#Gracie films tv#
Gracie, who stood five feet tall and weighed 100 pounds, had one green eye and one blue and was sensitive about it even though the TV show was in black-and-white. In the documentary, she's called a status-conscious social climber, two things that adorable Gracie certainly was not. Rod Amateau, once George and Gracie's son-in-law and a director of their TV show, says that "what she really was was deeply honest" and rightly calls her "a brilliant actress."Īlthough Burns and Benny were famously friends and, once they both became radio stars, neighbors in Beverly Hills, Gracie was not terribly fond of Livingston. Joan Benny, the adopted daughter of Jack Benny and Mary Livingston, says Gracie had an ingratiating "lightness" and "airiness" about her. Actress Betty White notes that Gracie was one of the first female comics to be both "funny and pretty" previously, comedic women usually had goofy or gawky looks, with Fanny Brice being an obvious example. She came across as "innocent" rather than "stupid," it's pointed out. Although feminists may dislike the dizzy-dame stereotype, Gracie made it practically an art form, and as Garofalo says in the narration, Gracie was always "George's equal partner onstage." George embarked on a four-year courtship, and they married in 1926. Gracie Allen was engaged to another man when she first teamed with George Burns on the vaudeville stage.
#Gracie films full#
It's part of a double-feature disc, paired with "The Big Broadcast of 1938." Though released as an entry in the "Bob Hope Tribute Collection" because Hope appears in both films, Gracie is by far the star of "College Swing." Her Irish dance, which follows a love song she sings to Edward Everett Horton, stops the show (Martha Raye and Hope stop it, too, with a riotous duet so full of spontaneity that it must have been recorded "live" on the set, not lip-synced to playback as is usually done in musicals). She did dance in some of her movies, though: You can see her do a nifty Irish jig on a dirt road in "College Swing," a hilarious 1938 romp recently released on a Universal DVD.

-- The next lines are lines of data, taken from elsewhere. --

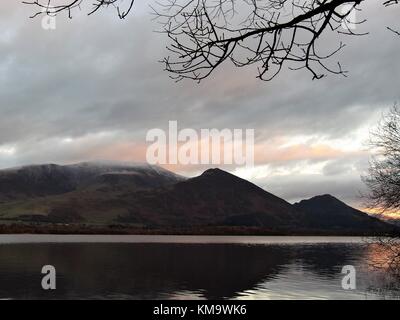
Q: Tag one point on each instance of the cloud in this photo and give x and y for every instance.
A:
(93, 88)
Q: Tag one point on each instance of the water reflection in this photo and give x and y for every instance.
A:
(181, 271)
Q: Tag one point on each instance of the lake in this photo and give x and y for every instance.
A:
(190, 267)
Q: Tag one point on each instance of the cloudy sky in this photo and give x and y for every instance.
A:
(93, 87)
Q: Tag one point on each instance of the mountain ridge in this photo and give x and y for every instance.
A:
(147, 197)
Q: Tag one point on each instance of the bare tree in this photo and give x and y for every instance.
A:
(271, 34)
(54, 7)
(383, 181)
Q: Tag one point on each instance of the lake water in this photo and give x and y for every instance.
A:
(190, 267)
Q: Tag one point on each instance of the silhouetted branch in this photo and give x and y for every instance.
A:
(267, 33)
(53, 7)
(270, 34)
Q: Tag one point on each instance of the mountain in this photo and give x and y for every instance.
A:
(120, 195)
(328, 213)
(213, 198)
(51, 179)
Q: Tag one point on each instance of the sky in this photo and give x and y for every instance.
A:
(93, 87)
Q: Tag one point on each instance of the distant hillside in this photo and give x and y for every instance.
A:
(143, 197)
(51, 179)
(328, 213)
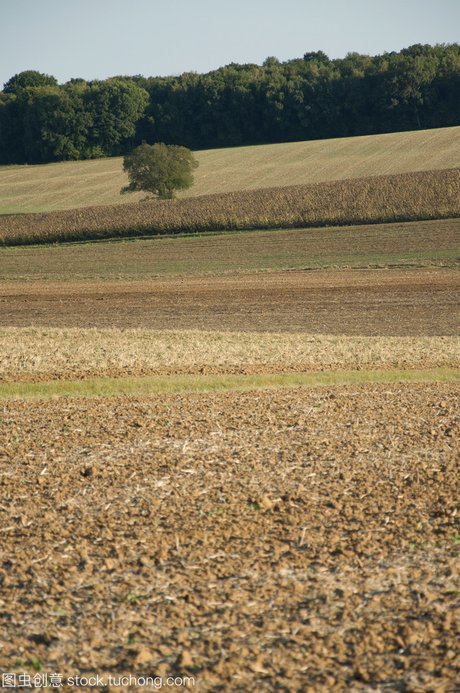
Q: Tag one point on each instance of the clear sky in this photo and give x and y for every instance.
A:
(95, 39)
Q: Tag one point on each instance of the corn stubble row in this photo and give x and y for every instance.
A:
(402, 197)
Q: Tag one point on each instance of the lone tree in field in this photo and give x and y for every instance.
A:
(159, 169)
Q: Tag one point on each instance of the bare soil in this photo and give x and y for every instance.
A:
(403, 245)
(360, 302)
(277, 540)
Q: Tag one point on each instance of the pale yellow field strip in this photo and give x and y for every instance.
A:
(176, 384)
(85, 183)
(32, 353)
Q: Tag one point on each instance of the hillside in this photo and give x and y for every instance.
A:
(79, 184)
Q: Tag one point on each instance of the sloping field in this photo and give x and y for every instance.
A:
(404, 197)
(88, 183)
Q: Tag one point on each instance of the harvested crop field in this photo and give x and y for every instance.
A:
(291, 540)
(76, 184)
(409, 244)
(31, 354)
(363, 302)
(414, 196)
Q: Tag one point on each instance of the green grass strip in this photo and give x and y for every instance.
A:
(111, 387)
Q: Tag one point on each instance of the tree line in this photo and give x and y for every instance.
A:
(312, 97)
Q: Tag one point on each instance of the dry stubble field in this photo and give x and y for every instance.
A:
(273, 539)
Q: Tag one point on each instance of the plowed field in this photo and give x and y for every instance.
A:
(295, 540)
(398, 302)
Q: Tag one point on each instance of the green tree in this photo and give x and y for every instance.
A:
(159, 169)
(28, 78)
(115, 106)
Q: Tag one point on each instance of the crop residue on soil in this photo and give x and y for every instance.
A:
(301, 538)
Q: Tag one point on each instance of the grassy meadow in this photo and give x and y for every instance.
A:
(79, 184)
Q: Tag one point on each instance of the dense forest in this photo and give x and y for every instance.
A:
(307, 98)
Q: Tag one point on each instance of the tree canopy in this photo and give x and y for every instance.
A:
(312, 97)
(159, 169)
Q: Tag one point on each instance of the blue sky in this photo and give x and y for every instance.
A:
(95, 39)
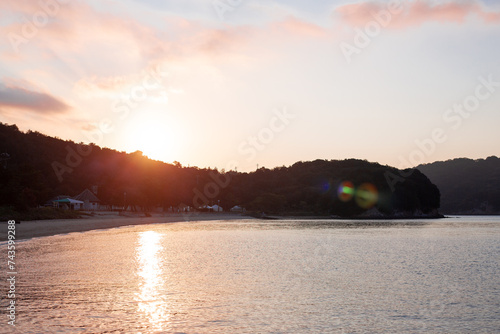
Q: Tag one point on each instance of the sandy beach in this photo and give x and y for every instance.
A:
(42, 228)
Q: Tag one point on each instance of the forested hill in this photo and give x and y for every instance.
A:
(35, 168)
(467, 186)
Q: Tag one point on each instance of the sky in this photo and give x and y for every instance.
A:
(236, 84)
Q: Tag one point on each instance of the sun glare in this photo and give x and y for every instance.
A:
(155, 136)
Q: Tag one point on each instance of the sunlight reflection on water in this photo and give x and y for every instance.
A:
(150, 299)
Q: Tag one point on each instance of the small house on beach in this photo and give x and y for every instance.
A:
(89, 200)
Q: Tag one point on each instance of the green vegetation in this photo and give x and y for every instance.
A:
(40, 167)
(467, 186)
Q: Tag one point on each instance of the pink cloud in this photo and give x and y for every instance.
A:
(15, 97)
(415, 13)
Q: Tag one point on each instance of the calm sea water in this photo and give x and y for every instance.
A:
(439, 276)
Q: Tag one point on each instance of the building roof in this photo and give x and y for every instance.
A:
(69, 200)
(87, 195)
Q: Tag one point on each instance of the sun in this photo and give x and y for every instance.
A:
(154, 135)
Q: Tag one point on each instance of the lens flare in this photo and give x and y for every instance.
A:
(366, 195)
(345, 191)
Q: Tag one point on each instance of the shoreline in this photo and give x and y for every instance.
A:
(106, 220)
(44, 228)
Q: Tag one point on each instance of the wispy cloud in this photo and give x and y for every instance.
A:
(415, 13)
(14, 97)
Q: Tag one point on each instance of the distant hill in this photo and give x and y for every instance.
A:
(35, 168)
(467, 186)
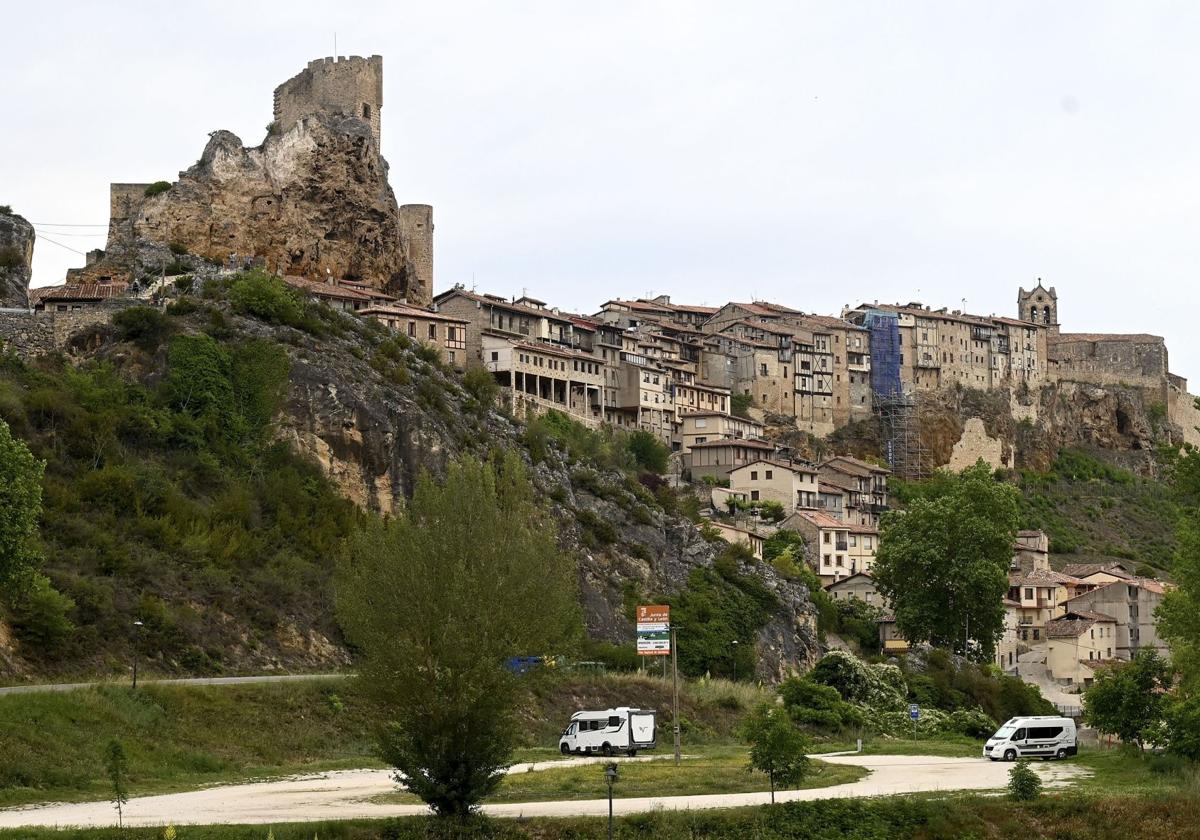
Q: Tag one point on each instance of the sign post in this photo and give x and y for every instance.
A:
(657, 637)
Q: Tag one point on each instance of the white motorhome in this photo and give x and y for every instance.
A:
(1037, 737)
(610, 731)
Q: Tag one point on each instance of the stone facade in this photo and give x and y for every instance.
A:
(334, 85)
(16, 258)
(34, 334)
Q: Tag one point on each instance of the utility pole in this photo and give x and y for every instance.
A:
(675, 689)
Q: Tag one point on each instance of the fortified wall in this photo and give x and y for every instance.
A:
(333, 85)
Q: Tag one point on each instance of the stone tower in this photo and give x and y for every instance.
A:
(417, 234)
(333, 85)
(1039, 305)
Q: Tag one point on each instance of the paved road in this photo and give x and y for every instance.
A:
(191, 681)
(346, 795)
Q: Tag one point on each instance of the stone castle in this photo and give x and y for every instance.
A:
(312, 201)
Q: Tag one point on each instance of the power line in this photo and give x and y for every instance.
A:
(64, 233)
(47, 239)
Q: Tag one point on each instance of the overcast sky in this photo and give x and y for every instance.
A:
(813, 154)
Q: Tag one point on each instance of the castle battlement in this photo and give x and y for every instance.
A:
(333, 85)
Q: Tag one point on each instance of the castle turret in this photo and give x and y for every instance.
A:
(1039, 305)
(417, 229)
(333, 85)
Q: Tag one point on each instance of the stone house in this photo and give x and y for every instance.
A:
(792, 485)
(1132, 604)
(448, 335)
(701, 426)
(864, 486)
(1078, 643)
(537, 377)
(715, 459)
(826, 544)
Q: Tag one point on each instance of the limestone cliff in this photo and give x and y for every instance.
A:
(16, 258)
(312, 201)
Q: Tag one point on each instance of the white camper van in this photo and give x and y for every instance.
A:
(1038, 737)
(621, 730)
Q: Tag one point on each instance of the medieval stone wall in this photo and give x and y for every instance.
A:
(33, 334)
(1138, 360)
(334, 85)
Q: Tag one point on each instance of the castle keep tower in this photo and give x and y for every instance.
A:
(1039, 305)
(335, 85)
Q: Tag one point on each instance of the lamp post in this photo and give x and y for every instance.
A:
(610, 773)
(137, 636)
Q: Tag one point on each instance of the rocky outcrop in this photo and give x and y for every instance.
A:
(313, 202)
(375, 437)
(16, 259)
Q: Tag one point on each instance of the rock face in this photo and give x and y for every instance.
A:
(313, 201)
(16, 261)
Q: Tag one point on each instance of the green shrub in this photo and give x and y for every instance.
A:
(263, 295)
(1023, 783)
(41, 619)
(143, 325)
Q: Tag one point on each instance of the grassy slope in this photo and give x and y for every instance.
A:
(1075, 817)
(189, 737)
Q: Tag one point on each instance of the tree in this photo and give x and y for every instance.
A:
(1126, 700)
(649, 451)
(1023, 783)
(21, 504)
(117, 768)
(943, 562)
(777, 747)
(436, 600)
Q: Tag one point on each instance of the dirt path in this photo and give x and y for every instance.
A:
(346, 795)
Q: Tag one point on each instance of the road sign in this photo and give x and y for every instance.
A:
(654, 630)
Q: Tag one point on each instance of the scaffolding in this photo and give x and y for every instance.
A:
(898, 411)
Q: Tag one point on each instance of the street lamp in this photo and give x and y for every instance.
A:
(137, 635)
(610, 774)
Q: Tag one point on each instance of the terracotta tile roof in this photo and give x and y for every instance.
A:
(406, 311)
(77, 292)
(501, 303)
(859, 463)
(1085, 569)
(736, 442)
(821, 520)
(1067, 337)
(336, 291)
(1075, 623)
(781, 465)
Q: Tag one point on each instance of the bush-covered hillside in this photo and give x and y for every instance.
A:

It was a talent she retained but rarely displayed on TV. He bloody well couldn't do it without her.īorn in either 1902 or 1897 - her birth certificate was destroyed in the San Francisco earthquake of 1906 - Gracie entered show business as one of the Allen Sisters, an Irish dancing act. In fact, according to the documentary, Gracie would just as soon have retired when TV came along, but George wanted to conquer the new medium. Nicely narrated by Janeane Garofalo, the hour-long film serves as a reminder even to fans of the Burns and Allen TV show (currently seen, crudely truncated, Sunday mornings on TV Land) that Gracie had a long and lustrous career before television. Gracie did indeed "play dumb," but beneath the daffiness was an irresistible warmhearted charm. The other half was, of course, Gracie's husband, George Burns, who got top billing in the act (it was always "George Burns and Gracie Allen") but delivered very few of the punch lines over their 35-year career together.
#Gracie films series#
People too young to remember how ingenuously funny she was, how sweetly endearing, as well as those old enough to remember should be equally smitten with "Gracie Allen: The Better Half," a new installment in the "Biography" series at 8 tonight on cable's A&E network. There was only one Gracie Allen, and no one has come along to take her place. "Were you the oldest one in the family?" he asks. An interviewer is questioning Gracie Allen about her childhood.